In the research community, many researchers have devoted efforts to studying automatic fake news detection. Among them, automated fact-checking has attracted a great deal of attention [18, 11]. The task is to check if a claim is factually correct based on evidence retrieved from reliable sources. However, according to a recent survey , human fact-checkers generally do not trust automated solutions. Some works have been proposed to build the bridge between humans and machines. For example, Yang et al.  proposed a work to summarize claims for more scalable fact-checking and involved human-in-the-loop to evaluate summarization results.
Another popular line of work to increase trust for fact-checking is to generate explanations for the predicted results. Atanasova et al.  first proposed a pioneer work to generate explanations. They performed an optimization to learn together veracity prediction and explanation extraction from evidence. Subsequently, Kotonya et al. 

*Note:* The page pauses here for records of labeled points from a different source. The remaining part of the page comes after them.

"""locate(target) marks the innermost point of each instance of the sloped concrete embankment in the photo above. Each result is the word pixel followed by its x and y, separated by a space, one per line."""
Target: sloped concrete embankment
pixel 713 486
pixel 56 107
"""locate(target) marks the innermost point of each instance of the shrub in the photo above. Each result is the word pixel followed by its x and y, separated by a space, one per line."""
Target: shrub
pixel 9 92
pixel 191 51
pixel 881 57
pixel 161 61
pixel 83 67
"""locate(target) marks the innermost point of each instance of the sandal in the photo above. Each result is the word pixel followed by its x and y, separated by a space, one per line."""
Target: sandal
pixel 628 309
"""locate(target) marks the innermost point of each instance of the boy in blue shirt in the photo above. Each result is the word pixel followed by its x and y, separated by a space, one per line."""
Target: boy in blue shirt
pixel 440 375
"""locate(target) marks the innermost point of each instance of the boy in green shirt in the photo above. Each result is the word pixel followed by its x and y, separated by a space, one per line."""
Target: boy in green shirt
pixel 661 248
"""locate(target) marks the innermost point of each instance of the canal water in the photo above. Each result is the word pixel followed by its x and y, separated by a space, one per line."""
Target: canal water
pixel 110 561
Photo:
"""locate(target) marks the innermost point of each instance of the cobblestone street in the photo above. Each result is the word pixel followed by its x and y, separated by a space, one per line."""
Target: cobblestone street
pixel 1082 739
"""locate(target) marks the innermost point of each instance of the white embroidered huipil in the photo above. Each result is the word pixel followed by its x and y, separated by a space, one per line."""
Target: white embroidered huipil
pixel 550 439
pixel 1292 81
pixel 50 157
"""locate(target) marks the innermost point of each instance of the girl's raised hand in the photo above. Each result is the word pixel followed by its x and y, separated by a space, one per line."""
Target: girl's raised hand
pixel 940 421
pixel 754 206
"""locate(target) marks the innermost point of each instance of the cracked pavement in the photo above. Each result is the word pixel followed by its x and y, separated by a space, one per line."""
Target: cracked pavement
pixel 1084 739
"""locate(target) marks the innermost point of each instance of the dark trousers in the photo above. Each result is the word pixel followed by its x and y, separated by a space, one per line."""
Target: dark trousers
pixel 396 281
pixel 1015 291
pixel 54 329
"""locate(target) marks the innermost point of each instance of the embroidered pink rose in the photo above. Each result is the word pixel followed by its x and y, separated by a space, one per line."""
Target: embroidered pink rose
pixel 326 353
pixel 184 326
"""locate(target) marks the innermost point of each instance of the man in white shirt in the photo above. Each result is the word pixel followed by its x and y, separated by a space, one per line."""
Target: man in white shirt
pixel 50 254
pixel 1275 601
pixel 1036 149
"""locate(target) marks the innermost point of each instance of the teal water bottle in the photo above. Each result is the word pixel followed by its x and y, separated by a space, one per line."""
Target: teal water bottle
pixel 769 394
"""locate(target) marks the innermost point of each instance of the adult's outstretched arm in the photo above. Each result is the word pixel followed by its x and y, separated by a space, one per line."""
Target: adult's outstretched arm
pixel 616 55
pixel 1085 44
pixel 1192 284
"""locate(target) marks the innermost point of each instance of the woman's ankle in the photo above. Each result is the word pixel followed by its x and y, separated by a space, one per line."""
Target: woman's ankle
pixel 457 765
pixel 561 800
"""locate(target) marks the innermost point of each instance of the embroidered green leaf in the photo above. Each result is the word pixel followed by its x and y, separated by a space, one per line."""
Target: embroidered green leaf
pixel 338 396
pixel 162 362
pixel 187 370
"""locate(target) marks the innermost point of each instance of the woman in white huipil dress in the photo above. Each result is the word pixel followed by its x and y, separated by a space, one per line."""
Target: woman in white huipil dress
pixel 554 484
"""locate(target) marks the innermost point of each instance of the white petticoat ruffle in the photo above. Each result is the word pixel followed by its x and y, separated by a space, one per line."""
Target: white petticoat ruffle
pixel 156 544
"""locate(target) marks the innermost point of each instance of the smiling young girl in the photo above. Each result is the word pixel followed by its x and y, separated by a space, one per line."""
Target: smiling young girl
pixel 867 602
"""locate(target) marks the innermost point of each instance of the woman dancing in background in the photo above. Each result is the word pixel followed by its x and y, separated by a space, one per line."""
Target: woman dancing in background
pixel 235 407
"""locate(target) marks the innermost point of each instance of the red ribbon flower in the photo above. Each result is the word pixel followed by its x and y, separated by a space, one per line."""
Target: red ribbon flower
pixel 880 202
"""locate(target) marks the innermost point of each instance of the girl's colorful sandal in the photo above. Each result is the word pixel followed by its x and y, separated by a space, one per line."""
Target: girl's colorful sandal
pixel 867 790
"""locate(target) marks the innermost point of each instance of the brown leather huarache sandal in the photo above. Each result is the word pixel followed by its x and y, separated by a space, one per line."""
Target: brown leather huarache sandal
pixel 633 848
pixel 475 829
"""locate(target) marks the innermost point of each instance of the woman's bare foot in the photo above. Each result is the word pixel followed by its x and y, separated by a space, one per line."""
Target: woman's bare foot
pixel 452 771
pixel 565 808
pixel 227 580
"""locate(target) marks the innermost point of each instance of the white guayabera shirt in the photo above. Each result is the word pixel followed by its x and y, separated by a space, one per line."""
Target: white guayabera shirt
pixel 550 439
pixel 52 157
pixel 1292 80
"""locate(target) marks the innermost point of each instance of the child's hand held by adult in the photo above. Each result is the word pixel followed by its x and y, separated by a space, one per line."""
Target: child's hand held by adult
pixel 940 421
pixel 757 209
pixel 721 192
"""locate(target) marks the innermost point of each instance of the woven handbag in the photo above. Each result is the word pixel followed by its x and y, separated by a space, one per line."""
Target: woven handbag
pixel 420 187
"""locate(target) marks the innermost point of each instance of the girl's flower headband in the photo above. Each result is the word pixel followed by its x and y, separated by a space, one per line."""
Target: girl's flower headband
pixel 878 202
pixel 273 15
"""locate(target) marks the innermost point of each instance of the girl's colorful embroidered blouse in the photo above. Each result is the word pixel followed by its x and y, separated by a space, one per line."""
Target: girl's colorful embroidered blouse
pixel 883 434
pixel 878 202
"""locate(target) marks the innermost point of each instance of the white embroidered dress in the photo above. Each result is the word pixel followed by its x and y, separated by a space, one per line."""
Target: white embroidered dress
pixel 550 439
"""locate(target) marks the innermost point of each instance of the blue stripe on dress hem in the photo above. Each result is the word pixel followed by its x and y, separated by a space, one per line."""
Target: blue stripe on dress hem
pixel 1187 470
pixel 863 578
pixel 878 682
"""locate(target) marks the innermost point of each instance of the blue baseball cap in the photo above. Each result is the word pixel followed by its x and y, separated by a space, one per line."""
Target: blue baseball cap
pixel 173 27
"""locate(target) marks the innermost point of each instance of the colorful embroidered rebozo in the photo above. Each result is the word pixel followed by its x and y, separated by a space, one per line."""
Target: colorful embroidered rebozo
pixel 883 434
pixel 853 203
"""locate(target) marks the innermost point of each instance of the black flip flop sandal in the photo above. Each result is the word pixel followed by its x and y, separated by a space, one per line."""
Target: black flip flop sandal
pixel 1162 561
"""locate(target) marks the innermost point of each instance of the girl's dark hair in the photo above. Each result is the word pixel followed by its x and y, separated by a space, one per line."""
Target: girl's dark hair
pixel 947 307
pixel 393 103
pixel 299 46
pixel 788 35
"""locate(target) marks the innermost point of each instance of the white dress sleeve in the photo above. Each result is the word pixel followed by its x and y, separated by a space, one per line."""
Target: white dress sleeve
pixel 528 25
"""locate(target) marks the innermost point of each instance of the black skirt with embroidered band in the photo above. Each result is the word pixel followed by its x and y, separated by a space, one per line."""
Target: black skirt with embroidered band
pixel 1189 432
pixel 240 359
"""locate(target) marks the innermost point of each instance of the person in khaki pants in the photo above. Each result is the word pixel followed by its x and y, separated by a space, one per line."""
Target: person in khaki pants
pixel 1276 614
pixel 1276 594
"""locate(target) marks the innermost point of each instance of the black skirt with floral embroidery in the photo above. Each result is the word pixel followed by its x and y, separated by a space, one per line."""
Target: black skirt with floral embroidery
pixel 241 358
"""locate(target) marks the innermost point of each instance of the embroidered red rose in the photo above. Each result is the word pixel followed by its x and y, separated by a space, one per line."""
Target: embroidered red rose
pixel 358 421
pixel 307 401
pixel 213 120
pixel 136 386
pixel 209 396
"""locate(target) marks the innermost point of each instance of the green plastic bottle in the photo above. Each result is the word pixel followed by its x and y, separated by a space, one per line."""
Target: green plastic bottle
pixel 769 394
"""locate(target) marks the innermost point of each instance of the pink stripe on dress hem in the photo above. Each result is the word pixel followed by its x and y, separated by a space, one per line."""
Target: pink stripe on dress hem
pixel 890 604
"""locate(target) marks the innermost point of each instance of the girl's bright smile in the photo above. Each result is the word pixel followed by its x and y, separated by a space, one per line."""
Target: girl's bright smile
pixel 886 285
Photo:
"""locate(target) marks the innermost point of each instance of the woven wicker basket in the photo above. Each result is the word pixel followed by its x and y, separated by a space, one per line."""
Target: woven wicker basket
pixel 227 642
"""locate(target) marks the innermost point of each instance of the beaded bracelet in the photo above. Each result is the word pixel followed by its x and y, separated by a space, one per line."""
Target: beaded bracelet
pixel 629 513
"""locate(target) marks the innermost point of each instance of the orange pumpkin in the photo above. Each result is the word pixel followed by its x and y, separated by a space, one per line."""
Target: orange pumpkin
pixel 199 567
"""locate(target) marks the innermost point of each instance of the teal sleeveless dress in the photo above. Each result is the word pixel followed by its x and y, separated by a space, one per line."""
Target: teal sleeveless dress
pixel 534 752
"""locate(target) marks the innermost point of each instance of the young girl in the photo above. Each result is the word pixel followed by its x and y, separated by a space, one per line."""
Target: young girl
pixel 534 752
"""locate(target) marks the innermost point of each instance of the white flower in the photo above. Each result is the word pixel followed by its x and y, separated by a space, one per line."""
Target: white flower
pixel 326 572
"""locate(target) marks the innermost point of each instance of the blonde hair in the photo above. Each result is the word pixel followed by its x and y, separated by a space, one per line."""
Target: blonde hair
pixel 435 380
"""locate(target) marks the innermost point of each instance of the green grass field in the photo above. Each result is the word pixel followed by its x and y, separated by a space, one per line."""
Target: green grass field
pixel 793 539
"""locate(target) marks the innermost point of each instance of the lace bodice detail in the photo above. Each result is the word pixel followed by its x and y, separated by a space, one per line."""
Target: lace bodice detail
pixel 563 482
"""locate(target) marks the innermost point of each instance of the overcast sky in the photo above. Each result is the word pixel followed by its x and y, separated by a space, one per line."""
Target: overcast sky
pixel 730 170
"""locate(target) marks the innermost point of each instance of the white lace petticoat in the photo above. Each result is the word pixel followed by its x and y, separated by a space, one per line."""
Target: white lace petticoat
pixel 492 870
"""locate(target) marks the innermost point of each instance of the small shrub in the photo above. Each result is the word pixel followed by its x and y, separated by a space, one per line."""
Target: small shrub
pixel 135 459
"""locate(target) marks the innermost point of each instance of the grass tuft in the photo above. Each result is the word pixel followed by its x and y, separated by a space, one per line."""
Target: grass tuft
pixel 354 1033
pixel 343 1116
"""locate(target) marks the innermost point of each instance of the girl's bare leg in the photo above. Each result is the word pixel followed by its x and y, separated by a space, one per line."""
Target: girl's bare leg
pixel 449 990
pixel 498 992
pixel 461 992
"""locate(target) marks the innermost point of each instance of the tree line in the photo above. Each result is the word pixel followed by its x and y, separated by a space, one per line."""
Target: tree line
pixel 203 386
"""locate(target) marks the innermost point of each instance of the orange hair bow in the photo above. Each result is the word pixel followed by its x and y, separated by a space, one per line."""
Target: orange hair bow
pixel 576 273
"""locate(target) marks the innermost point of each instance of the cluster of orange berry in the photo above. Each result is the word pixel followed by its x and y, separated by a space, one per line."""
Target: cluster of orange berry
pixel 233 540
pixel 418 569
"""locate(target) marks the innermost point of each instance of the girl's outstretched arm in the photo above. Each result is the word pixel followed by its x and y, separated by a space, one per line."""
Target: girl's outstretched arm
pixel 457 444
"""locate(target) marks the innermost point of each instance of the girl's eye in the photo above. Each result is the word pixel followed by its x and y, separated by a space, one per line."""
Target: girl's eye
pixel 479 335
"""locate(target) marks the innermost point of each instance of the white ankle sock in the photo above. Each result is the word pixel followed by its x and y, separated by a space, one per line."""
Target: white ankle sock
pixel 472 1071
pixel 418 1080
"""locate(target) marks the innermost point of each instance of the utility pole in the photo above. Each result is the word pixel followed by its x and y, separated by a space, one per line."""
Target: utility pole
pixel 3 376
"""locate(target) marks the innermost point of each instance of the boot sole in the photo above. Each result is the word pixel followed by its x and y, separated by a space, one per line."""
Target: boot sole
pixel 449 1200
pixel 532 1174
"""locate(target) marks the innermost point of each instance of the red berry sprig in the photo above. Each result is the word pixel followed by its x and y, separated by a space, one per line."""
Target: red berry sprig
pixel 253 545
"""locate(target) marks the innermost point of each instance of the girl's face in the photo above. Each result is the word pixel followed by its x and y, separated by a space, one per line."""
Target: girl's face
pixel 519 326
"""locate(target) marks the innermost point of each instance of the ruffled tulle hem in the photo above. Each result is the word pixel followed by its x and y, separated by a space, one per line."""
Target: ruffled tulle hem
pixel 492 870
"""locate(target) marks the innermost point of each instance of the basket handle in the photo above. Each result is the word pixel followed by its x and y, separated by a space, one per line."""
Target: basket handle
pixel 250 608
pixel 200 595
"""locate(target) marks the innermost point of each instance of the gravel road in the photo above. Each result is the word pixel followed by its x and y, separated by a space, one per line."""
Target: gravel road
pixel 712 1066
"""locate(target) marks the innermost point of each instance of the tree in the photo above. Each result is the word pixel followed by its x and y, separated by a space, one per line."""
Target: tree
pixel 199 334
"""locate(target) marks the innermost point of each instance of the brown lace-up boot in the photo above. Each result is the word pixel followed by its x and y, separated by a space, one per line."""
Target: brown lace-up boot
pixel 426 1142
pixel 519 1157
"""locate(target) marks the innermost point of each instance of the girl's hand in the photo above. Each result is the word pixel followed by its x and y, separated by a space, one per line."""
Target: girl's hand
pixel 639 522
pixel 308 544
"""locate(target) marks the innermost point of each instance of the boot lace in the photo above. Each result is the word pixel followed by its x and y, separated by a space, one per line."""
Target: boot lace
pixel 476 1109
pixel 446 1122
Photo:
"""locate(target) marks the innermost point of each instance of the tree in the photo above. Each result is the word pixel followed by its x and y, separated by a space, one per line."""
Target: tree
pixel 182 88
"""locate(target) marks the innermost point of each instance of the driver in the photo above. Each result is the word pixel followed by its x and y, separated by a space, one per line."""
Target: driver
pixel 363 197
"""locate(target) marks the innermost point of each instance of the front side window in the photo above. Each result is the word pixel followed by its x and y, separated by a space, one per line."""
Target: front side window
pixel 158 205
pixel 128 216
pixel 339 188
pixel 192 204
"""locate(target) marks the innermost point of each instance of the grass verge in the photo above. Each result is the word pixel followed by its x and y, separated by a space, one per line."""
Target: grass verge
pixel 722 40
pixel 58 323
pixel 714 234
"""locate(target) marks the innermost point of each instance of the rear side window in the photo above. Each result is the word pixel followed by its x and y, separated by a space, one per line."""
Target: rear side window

proposed a joint extractive and abstractive text summarization method for explanation generation. The authors also published a survey specifically about generating fact-checking explanations.
However, although generating explanations can provide more precise evidence to understand fact-checking decisions, existing systems lack a way to evaluate the explanations properly. Especially for explanations based on abstractive document summarization, researchers have shown that such models have problems of hallucination [3, 12], generating summaries factually inconsistent with their original document. To deal with this issue, several works have been proposed [10, 4, 19]. In particular, Pagnoni et al. 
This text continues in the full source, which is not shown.